I always look forward to your walls of text, I'll respond to your paragraphs in a stream of consciousness of my own:

Wow starting with challenge level 4 is an insane choice lmao, I'm proud of you but also goddamn you're a trooper.

I feel like I kinda phoned it in for the music this time. I'm more proud of my previous 3 games' music, I think for this game's music I just wanted something that fit the mood. Same for SFX, I was originally going light on SFX cause I wanted to write a boss battle track (and needed the extra pico 8 space), but decided at the end to skip that. This ended up making the game light on SFX in general (enemies have no 'chargeup' sound before their shots, and most of them don't have a 'shoot' sound).

Falling off platforms due to recoil is something that happened to me a lot while playtesting, I think if I ever expand on this game, I'll probably prevent recoil from knocking you off a platform.

Sorry about the enemies all looking alike, I didn't put a ton of work into the enemy designs.

On the topic of enemy distribution: The game on Normal mode has handcrafted enemy encounters (each spawn is designed to be harder/different than the last enemy set). However, on Challenge level 1 and above, the game adds a random chance to spawn additional enemies. I got kinda lazy with designing this mechanic, so it ends up just being: It adds a chance to spawn a basic bat or a shooter bat randomly at the start of each wave.

That's why some levels feel randomly more difficult: you may have just gotten unlucky with more shooter bats being spawned due to challenge level 1+ (if you play on normal, the difficulty curve is a lot smoother). Sorry about that!

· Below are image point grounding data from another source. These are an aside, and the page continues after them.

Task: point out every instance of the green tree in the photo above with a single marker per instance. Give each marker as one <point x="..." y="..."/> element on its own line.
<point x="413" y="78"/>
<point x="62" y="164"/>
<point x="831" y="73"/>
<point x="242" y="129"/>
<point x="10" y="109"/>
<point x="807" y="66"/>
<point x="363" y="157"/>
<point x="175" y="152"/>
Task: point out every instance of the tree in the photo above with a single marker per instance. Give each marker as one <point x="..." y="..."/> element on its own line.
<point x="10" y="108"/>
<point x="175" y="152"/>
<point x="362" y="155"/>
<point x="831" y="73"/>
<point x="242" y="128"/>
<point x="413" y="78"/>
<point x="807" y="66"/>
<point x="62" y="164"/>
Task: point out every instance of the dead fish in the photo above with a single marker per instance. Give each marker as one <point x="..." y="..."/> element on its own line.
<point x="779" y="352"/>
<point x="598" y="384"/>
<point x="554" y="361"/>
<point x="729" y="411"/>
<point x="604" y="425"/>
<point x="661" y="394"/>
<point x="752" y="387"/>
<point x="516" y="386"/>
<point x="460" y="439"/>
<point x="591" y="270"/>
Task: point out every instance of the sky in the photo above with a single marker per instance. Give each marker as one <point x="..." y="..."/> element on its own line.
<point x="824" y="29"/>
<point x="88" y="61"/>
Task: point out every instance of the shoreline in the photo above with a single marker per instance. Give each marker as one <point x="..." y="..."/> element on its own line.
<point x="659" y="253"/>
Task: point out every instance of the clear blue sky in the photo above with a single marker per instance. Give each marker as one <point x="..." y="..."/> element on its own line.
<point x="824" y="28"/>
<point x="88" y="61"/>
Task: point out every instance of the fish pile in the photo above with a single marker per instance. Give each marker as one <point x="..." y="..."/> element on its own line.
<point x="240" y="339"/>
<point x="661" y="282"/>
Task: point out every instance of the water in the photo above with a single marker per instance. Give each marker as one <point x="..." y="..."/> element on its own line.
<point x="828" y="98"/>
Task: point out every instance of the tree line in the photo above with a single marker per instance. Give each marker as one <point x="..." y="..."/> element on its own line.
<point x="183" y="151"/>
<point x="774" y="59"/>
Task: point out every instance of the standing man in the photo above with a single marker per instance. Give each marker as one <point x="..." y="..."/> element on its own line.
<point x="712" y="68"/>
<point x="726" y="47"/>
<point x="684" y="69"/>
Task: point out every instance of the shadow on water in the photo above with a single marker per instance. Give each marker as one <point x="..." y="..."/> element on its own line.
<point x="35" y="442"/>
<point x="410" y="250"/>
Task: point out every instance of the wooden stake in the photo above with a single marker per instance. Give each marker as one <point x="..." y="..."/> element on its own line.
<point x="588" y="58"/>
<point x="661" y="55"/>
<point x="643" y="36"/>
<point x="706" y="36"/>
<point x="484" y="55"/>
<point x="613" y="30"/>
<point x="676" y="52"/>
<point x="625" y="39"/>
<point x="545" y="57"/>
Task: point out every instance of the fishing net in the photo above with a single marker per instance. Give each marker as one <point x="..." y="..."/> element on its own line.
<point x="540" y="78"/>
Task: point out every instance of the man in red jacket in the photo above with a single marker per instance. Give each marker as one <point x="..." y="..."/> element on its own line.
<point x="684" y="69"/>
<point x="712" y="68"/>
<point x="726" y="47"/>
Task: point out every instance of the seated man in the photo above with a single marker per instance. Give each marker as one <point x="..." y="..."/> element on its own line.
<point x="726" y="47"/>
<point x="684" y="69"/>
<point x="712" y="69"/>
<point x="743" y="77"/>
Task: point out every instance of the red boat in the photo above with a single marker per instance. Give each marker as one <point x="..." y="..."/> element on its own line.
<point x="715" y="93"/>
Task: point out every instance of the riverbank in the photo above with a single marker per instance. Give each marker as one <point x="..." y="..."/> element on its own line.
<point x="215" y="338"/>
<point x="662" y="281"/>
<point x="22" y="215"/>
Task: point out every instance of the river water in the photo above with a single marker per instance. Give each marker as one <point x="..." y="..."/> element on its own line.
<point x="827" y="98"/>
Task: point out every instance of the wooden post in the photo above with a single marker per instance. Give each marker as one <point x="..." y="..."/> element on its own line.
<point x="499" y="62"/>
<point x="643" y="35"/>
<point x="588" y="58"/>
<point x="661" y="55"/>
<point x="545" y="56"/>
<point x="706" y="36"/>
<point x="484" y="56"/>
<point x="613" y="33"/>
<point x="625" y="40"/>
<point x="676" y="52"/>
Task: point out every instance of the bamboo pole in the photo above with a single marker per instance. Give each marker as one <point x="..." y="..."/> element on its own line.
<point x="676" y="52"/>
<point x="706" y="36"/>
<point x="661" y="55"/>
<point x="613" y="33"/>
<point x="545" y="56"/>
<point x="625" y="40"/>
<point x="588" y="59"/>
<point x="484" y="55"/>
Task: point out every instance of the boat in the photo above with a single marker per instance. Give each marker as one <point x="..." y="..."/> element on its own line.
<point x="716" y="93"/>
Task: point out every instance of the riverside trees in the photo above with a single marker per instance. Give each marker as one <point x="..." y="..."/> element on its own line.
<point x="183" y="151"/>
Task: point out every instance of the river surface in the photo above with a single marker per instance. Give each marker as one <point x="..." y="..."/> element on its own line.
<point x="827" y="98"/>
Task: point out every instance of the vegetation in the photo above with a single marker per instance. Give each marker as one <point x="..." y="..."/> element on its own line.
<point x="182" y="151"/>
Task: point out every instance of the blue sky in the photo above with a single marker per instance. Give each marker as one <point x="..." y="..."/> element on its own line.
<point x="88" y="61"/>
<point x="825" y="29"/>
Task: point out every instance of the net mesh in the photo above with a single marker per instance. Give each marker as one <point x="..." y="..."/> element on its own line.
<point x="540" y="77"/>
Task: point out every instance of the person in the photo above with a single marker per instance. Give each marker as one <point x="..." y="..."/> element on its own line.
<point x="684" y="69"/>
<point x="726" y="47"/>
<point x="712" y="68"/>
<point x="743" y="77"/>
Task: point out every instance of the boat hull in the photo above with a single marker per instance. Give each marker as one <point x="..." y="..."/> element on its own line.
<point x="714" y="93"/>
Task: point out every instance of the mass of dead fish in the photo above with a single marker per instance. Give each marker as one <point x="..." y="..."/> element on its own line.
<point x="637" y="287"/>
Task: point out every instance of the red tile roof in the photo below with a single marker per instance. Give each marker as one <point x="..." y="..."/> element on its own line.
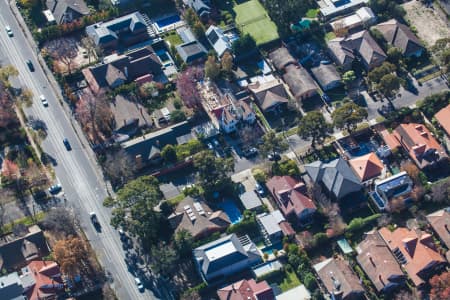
<point x="289" y="195"/>
<point x="246" y="290"/>
<point x="416" y="247"/>
<point x="367" y="166"/>
<point x="47" y="277"/>
<point x="443" y="117"/>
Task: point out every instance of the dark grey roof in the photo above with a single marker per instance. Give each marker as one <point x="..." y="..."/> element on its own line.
<point x="326" y="74"/>
<point x="336" y="176"/>
<point x="150" y="144"/>
<point x="191" y="51"/>
<point x="60" y="8"/>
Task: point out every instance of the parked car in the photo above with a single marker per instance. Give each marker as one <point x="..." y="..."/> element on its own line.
<point x="67" y="144"/>
<point x="43" y="100"/>
<point x="9" y="31"/>
<point x="30" y="65"/>
<point x="55" y="189"/>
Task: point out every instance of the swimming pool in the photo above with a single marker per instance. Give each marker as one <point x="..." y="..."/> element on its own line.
<point x="231" y="210"/>
<point x="168" y="21"/>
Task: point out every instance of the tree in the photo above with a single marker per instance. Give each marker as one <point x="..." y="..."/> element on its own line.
<point x="212" y="68"/>
<point x="95" y="115"/>
<point x="213" y="172"/>
<point x="348" y="116"/>
<point x="389" y="85"/>
<point x="169" y="154"/>
<point x="187" y="87"/>
<point x="273" y="143"/>
<point x="314" y="126"/>
<point x="134" y="210"/>
<point x="440" y="286"/>
<point x="227" y="62"/>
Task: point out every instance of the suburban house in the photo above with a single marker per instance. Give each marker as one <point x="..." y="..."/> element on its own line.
<point x="289" y="194"/>
<point x="116" y="70"/>
<point x="191" y="51"/>
<point x="332" y="8"/>
<point x="379" y="264"/>
<point x="344" y="50"/>
<point x="226" y="256"/>
<point x="367" y="166"/>
<point x="416" y="252"/>
<point x="270" y="95"/>
<point x="281" y="58"/>
<point x="201" y="7"/>
<point x="250" y="200"/>
<point x="16" y="250"/>
<point x="440" y="222"/>
<point x="42" y="279"/>
<point x="443" y="117"/>
<point x="420" y="144"/>
<point x="336" y="176"/>
<point x="11" y="287"/>
<point x="392" y="187"/>
<point x="218" y="40"/>
<point x="196" y="217"/>
<point x="400" y="36"/>
<point x="146" y="150"/>
<point x="300" y="83"/>
<point x="66" y="11"/>
<point x="125" y="31"/>
<point x="362" y="17"/>
<point x="274" y="227"/>
<point x="339" y="279"/>
<point x="327" y="76"/>
<point x="246" y="289"/>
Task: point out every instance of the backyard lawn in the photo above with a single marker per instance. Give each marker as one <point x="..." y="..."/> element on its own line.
<point x="252" y="18"/>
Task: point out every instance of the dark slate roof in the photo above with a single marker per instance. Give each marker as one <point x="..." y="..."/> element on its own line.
<point x="336" y="175"/>
<point x="152" y="143"/>
<point x="399" y="35"/>
<point x="60" y="7"/>
<point x="191" y="51"/>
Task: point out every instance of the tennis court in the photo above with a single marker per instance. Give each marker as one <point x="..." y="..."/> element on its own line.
<point x="252" y="18"/>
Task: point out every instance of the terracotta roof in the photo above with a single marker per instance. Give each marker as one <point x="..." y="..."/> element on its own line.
<point x="47" y="278"/>
<point x="440" y="221"/>
<point x="246" y="290"/>
<point x="289" y="195"/>
<point x="421" y="145"/>
<point x="367" y="166"/>
<point x="416" y="248"/>
<point x="378" y="262"/>
<point x="443" y="117"/>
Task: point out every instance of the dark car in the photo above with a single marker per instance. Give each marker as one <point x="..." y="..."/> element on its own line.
<point x="30" y="65"/>
<point x="67" y="144"/>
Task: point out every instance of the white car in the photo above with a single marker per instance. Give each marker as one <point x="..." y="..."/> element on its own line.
<point x="43" y="100"/>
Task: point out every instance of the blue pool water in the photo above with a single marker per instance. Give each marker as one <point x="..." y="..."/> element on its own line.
<point x="231" y="210"/>
<point x="168" y="21"/>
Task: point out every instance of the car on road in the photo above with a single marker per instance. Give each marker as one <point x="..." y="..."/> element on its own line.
<point x="67" y="144"/>
<point x="139" y="284"/>
<point x="30" y="65"/>
<point x="9" y="31"/>
<point x="43" y="100"/>
<point x="55" y="189"/>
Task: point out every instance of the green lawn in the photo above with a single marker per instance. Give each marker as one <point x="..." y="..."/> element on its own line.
<point x="252" y="18"/>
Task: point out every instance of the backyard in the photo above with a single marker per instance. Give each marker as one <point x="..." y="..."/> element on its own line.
<point x="252" y="18"/>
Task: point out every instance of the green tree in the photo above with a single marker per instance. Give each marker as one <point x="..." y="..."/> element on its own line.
<point x="169" y="153"/>
<point x="348" y="116"/>
<point x="212" y="68"/>
<point x="134" y="210"/>
<point x="213" y="172"/>
<point x="273" y="143"/>
<point x="314" y="126"/>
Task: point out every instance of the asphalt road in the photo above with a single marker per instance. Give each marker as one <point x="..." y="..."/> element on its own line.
<point x="76" y="171"/>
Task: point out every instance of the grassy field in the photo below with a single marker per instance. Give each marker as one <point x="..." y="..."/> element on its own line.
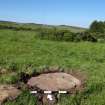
<point x="22" y="48"/>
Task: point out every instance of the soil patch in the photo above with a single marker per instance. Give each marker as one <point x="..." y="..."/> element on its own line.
<point x="8" y="92"/>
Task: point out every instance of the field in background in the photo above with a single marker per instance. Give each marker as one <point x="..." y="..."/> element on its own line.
<point x="19" y="49"/>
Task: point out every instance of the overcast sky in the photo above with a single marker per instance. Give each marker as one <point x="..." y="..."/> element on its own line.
<point x="56" y="12"/>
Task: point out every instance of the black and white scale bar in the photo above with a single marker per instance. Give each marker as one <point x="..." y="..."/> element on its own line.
<point x="49" y="92"/>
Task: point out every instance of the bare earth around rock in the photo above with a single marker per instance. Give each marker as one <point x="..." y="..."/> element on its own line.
<point x="54" y="81"/>
<point x="8" y="92"/>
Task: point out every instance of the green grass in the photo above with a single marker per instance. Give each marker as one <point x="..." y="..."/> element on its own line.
<point x="19" y="49"/>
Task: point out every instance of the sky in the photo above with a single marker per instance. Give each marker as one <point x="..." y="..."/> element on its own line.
<point x="53" y="12"/>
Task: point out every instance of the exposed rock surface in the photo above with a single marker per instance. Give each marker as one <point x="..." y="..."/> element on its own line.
<point x="54" y="81"/>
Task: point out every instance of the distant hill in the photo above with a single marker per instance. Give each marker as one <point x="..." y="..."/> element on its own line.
<point x="34" y="26"/>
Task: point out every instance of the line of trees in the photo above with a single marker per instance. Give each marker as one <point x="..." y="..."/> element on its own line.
<point x="96" y="32"/>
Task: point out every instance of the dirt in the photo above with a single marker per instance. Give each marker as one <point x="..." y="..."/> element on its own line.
<point x="54" y="81"/>
<point x="8" y="92"/>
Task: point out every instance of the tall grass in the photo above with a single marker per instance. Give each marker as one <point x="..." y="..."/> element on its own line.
<point x="19" y="49"/>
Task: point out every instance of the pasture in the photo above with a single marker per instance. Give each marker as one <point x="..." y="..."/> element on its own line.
<point x="24" y="51"/>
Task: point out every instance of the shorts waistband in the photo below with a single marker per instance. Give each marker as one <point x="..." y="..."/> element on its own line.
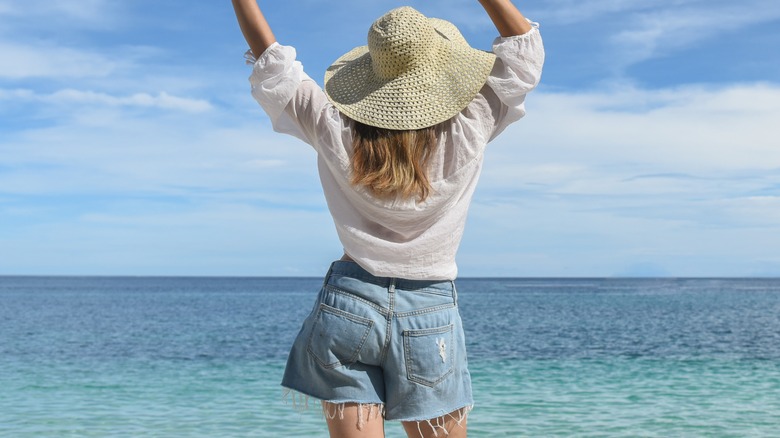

On scaling pixel art: This was definitely out of laziness on my part. I definitely had room in my spritesheet for some 16x16 enemies, but I really wanted to make this a smaller project so I just scaled up the boys and called it a day. I feel you on scaling pixel art, in most of my more recent games, I'm a little more of a purist with keeping resolutions the same, but I do think there's some humor to scaling pixel art. Like the big slime boss just looks so big and goofy with his thick-ass lines, I can't not love him.

For the hitboxes: I think I definitely agree, I usually make hitboxes a lot smaller than visuals, but for this game I'm pretty sure I just made them roughly the same size as the visuals, which gives you a lot fewer "can't believe I dodged that" moments. In the future / possible expansion, I'll stick with more player-friendly hitboxes.

Woof the final boss was tough to fit in the token limit. I wish I had room to add trails / some way of showing where the boss will go, but even the teleport animation was pushing the token limit. Same goes for the ending screen, I originally had a small story written about some "Putrid curse" that trapped you in the crypt, but didn't have room for cutscene code or anything.

Thanks for playing on CL4, impressed that you chose that first!

Also, thanks for the words about TRYH4RD and my style. I've been feeling a lot better about gamedev more recently, I think I've finally gotten my creative process and style fleshed out. I really like making difficult games, and I love that players (like you) care enough about my games to push through the high difficulty. Dreams of D4RK is probably the hardest game I'll ever make (even though it's unfinished) haha, I like the difficulty level of my more recent games a little more. Planet D4RK is coming out on ArmorGames on Monday Feb 14th, so I hope the folks there like it as much as TRYH4RD!

Thanks for playing and for all the feedback! Also I don't think I've officially done a CL5 run, shh don't tell anyone.